Balanced vs lifestage default options
Default MySuper accounts are designed for people who don’t choose a super fund or investment option when they start a new job. Most of these default accounts offer a single ‘balanced’ investment option for all members in the accumulation phase, up to retirement.
However, Mohankumar says around 40% of default MySuper assets are invested according to a lifecycle, or lifestage, strategy. Lifestage funds automatically reduce investment risk as members age and get closer to retirement, but there are big differences in the way they achieve this.
It’s often assumed that only retail funds use a lifestage strategy, but some industry funds do, too. It may come as a surprise that three of the five biggest industry funds – First State Super, QSuper and Sunsuper – have a lifestage default option. A quick look under the bonnet of these three also reveals three very different lifestage approaches.

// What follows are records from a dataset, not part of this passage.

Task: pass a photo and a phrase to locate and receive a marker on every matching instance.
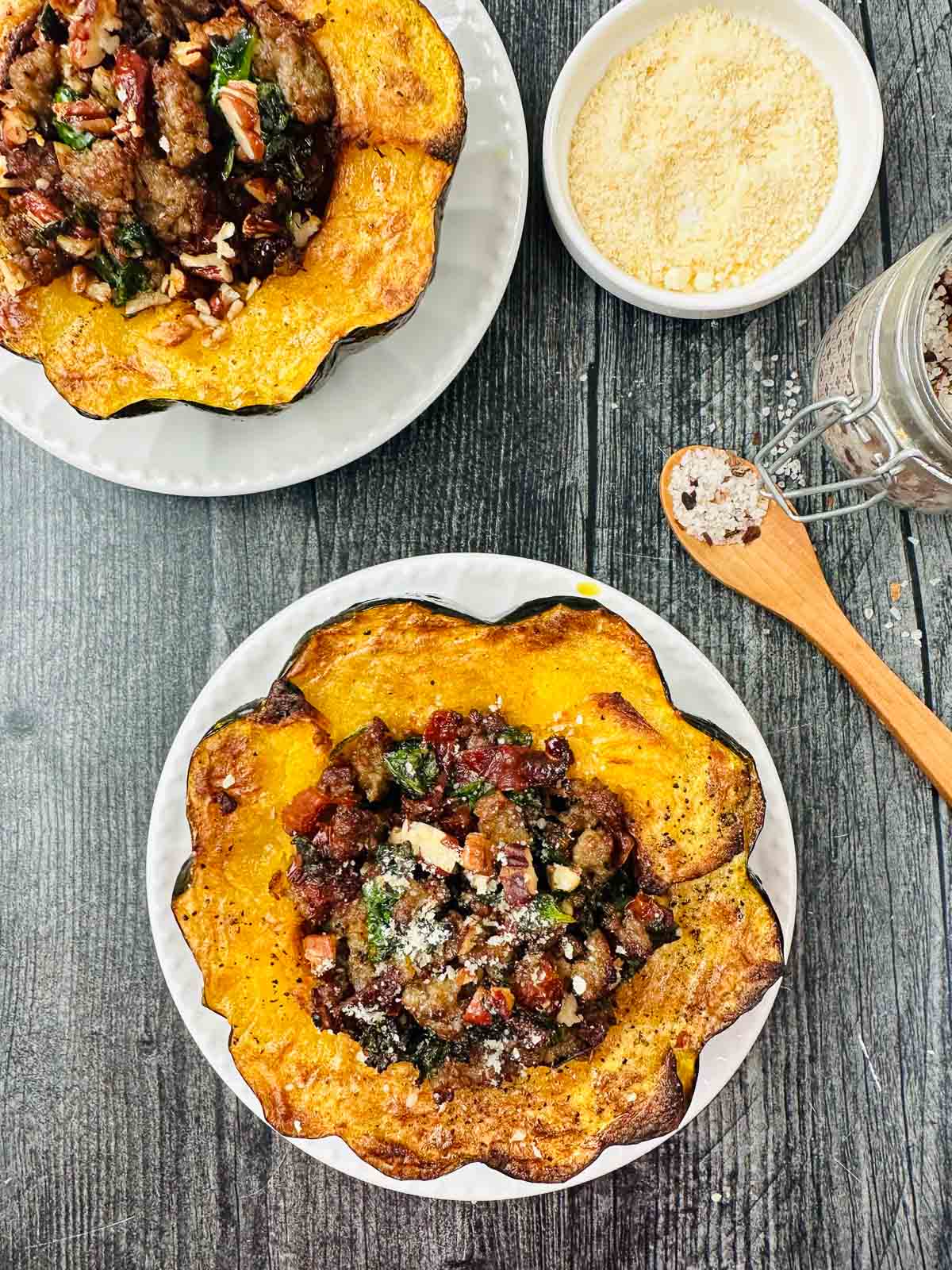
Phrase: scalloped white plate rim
(17, 413)
(486, 587)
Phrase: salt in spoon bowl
(781, 572)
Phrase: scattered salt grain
(716, 497)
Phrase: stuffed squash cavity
(203, 201)
(474, 892)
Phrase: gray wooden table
(121, 1149)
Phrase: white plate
(374, 391)
(486, 587)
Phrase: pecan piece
(238, 102)
(131, 84)
(94, 32)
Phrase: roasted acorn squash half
(401, 120)
(696, 803)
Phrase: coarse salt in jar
(879, 413)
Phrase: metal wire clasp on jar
(875, 406)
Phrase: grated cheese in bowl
(706, 156)
(717, 497)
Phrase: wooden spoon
(781, 572)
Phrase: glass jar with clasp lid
(873, 400)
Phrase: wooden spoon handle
(919, 732)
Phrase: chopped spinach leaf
(397, 859)
(51, 25)
(126, 279)
(429, 1054)
(549, 911)
(378, 902)
(413, 765)
(473, 791)
(232, 60)
(133, 238)
(50, 232)
(70, 137)
(273, 111)
(382, 1045)
(530, 800)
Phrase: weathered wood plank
(122, 1147)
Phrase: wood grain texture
(833, 1146)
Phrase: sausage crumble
(467, 905)
(162, 149)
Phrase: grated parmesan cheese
(706, 156)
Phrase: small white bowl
(829, 44)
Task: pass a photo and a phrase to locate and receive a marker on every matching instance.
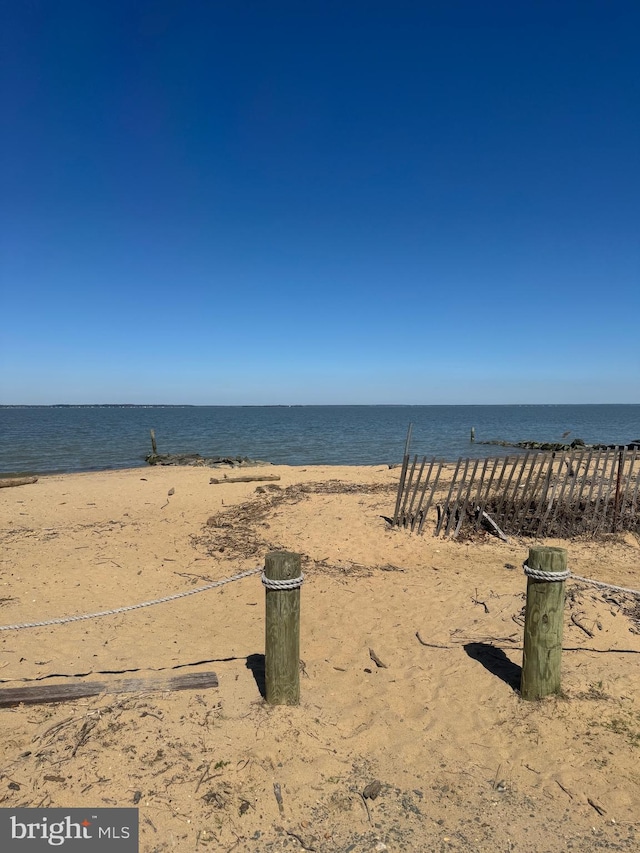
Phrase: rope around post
(539, 575)
(65, 619)
(292, 583)
(536, 574)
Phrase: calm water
(43, 439)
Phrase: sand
(464, 764)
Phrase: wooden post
(282, 636)
(543, 625)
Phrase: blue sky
(320, 202)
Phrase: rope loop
(539, 575)
(292, 583)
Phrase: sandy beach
(464, 764)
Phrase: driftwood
(248, 479)
(7, 482)
(81, 689)
(493, 526)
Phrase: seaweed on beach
(241, 530)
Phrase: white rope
(601, 585)
(292, 583)
(539, 575)
(65, 619)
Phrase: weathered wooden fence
(587, 491)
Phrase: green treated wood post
(282, 635)
(543, 625)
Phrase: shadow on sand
(495, 660)
(255, 663)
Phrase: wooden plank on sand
(42, 693)
(7, 482)
(247, 479)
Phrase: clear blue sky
(320, 202)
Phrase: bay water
(47, 439)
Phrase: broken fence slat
(248, 479)
(450, 510)
(429, 501)
(41, 693)
(451, 487)
(7, 482)
(491, 523)
(423, 493)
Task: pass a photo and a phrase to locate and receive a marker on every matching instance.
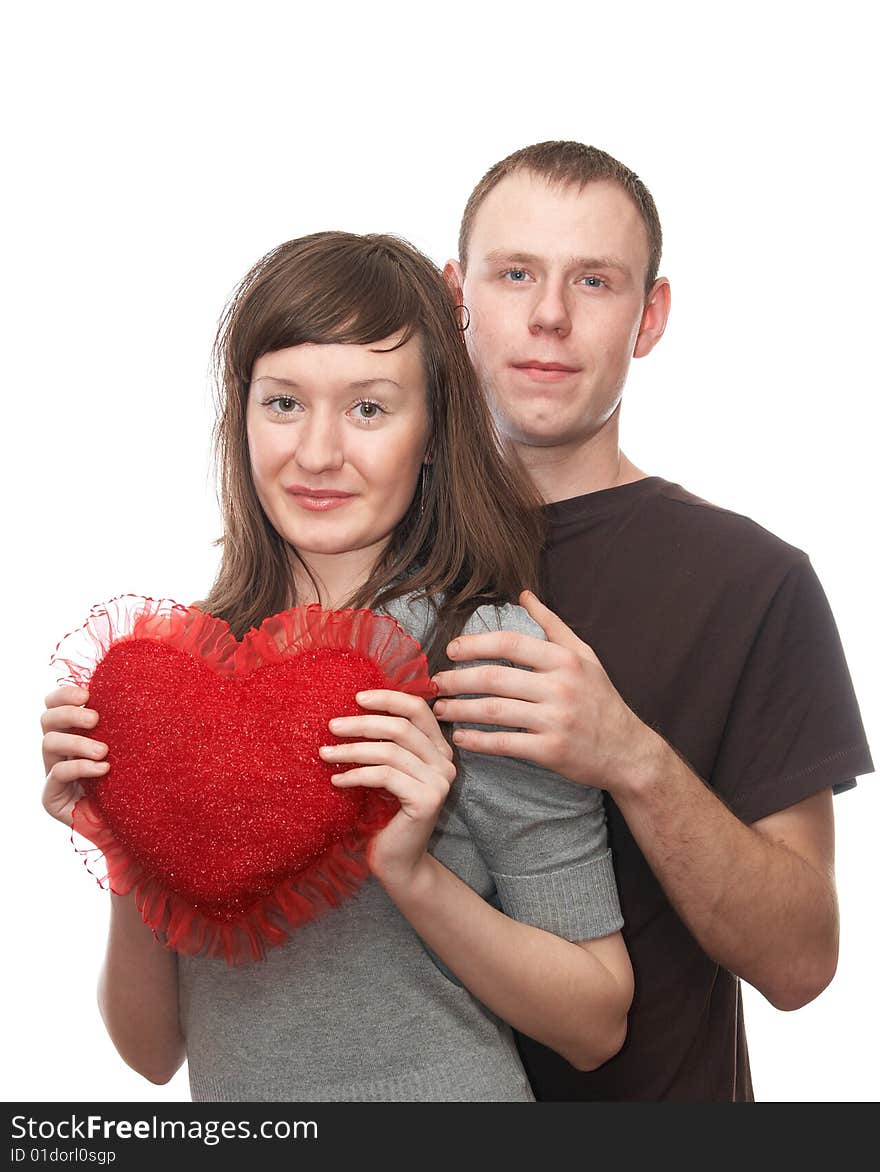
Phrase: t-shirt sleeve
(541, 837)
(795, 726)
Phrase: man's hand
(575, 722)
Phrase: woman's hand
(408, 756)
(68, 756)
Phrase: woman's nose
(319, 444)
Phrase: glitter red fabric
(217, 810)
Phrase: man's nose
(550, 311)
(319, 443)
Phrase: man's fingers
(492, 680)
(552, 626)
(513, 714)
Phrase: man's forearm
(544, 986)
(755, 905)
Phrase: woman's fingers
(411, 708)
(58, 745)
(68, 716)
(394, 756)
(69, 694)
(416, 799)
(391, 728)
(67, 772)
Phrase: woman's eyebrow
(359, 385)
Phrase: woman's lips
(318, 501)
(545, 372)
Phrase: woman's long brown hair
(471, 536)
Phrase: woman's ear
(454, 277)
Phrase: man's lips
(545, 372)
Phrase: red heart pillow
(217, 809)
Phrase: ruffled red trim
(322, 884)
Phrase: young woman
(360, 469)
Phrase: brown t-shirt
(718, 635)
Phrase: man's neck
(573, 470)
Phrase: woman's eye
(367, 410)
(282, 403)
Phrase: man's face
(556, 292)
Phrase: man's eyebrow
(499, 257)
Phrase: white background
(154, 152)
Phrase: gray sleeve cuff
(579, 903)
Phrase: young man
(691, 666)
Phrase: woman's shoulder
(507, 617)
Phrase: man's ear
(654, 318)
(454, 278)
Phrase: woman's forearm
(559, 993)
(137, 995)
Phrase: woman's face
(336, 436)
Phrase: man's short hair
(566, 163)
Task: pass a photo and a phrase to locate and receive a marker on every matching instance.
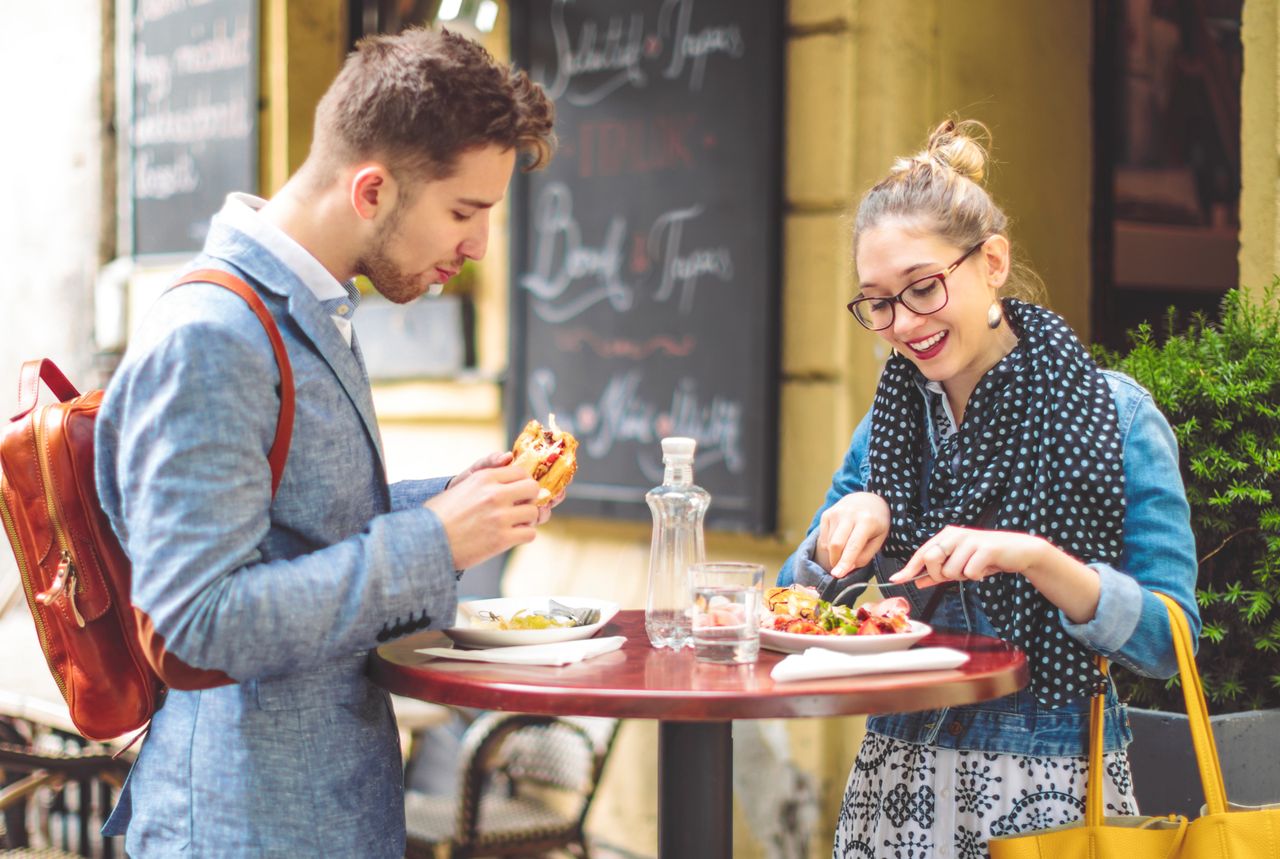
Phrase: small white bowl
(471, 636)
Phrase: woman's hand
(968, 554)
(965, 553)
(850, 533)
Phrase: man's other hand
(488, 511)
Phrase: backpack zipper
(64, 580)
(12, 533)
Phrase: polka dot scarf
(1040, 446)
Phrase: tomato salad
(799, 610)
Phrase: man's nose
(475, 245)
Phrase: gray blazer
(287, 595)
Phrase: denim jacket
(1130, 626)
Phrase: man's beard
(392, 282)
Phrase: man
(414, 145)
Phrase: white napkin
(821, 662)
(561, 653)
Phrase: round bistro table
(694, 703)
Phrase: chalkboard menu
(195, 117)
(645, 257)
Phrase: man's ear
(373, 191)
(995, 252)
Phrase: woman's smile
(928, 347)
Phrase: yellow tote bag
(1224, 832)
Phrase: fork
(580, 616)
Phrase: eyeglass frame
(897, 298)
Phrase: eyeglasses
(923, 297)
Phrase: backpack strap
(28, 385)
(279, 453)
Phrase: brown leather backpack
(105, 657)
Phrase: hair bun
(954, 145)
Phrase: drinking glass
(727, 597)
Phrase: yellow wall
(302, 48)
(1260, 146)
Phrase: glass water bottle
(677, 508)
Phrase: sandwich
(549, 455)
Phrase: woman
(999, 457)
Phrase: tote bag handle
(1197, 714)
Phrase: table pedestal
(695, 793)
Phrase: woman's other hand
(850, 533)
(967, 553)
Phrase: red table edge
(808, 699)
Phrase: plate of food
(795, 620)
(529, 620)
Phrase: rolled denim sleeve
(1130, 625)
(850, 478)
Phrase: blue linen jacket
(1130, 626)
(287, 595)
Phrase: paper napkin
(821, 662)
(561, 653)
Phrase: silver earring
(993, 315)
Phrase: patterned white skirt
(917, 802)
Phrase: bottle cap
(679, 447)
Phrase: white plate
(799, 642)
(470, 636)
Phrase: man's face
(444, 224)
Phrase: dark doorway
(1166, 90)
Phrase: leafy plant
(1219, 385)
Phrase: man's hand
(851, 531)
(497, 461)
(488, 511)
(488, 461)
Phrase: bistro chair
(55, 791)
(526, 784)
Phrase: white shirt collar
(241, 211)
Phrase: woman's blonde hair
(940, 191)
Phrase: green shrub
(1219, 384)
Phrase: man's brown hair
(420, 99)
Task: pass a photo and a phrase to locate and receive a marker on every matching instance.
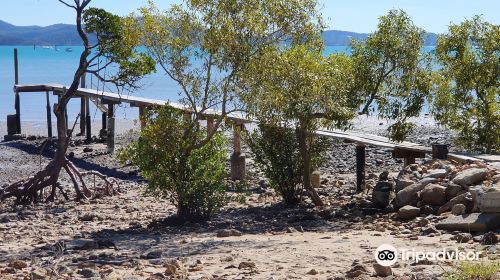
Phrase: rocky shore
(130, 236)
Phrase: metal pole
(360, 167)
(104, 120)
(110, 139)
(83, 114)
(49, 116)
(87, 119)
(18, 100)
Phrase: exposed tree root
(44, 185)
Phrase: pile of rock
(439, 187)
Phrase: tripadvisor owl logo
(386, 255)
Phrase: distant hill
(57, 34)
(65, 34)
(343, 38)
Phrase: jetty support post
(210, 124)
(238, 166)
(83, 108)
(18, 100)
(110, 137)
(88, 121)
(360, 167)
(104, 121)
(49, 115)
(409, 156)
(142, 112)
(439, 151)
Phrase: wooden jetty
(106, 102)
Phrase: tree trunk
(306, 160)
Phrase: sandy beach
(129, 236)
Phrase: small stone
(246, 265)
(155, 254)
(423, 222)
(458, 209)
(291, 230)
(463, 237)
(87, 217)
(18, 264)
(382, 271)
(437, 173)
(88, 273)
(430, 230)
(38, 273)
(470, 176)
(312, 272)
(357, 269)
(433, 194)
(173, 267)
(489, 238)
(228, 233)
(408, 212)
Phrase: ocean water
(56, 65)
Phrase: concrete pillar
(83, 109)
(210, 124)
(360, 167)
(49, 115)
(316, 179)
(439, 151)
(142, 110)
(104, 120)
(18, 98)
(238, 166)
(408, 161)
(110, 139)
(11, 124)
(88, 121)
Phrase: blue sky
(350, 15)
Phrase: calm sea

- First State Super’s MySuper Lifecycle strategy puts default members in the growth option (75% growth assets) until age 60. Then they are automatically switched to the balanced growth option (55% growth assets) until retirement.
- QSuper’s MySuper Lifecycle strategy is the only one that takes into account both age and member balance. All members are in the same investment option until age 40 (and at various age-points thereafter) when those with a low balance are left in the higher risk option while those with a high balance are switched into a slightly lower risk investment mix. While this might seem counterintuitive, the rationale is that those with lower balances have increased risk of outliving their retirement balance and hence are likely to benefit from a higher risk/return strategy.
- Sunsuper’s MySuper Lifecycle strategy has members invested in the balanced option up until age 55. Then each month, between age 55 and 65, a portion of the member’s account balance is transferred into more conservative options. This means members have 70% growth assets up to age 55, which is gradually reduced to 45% growth by age 65. The aim is to provide a smoother glide path in the decade leading up to retirement.
Mohankumar says most retail fund lifestage defaults are different again. These typically put members into an investment option based on the decade of their birth and dial down risk as their birth cohort ages.
The wide variation in default funds’ asset mix and investment strategies makes it difficult to compare performance, reinforcing the need to understand how your money is invested.
One destination, many paths
Chant West’s comparison of the five biggest industry funds is proof that different investment models and philosophies can and do produce good outcomes for members. The challenge is to understand your risk profile, personal circumstances and retirement goals and then to find a fund that suits your needs.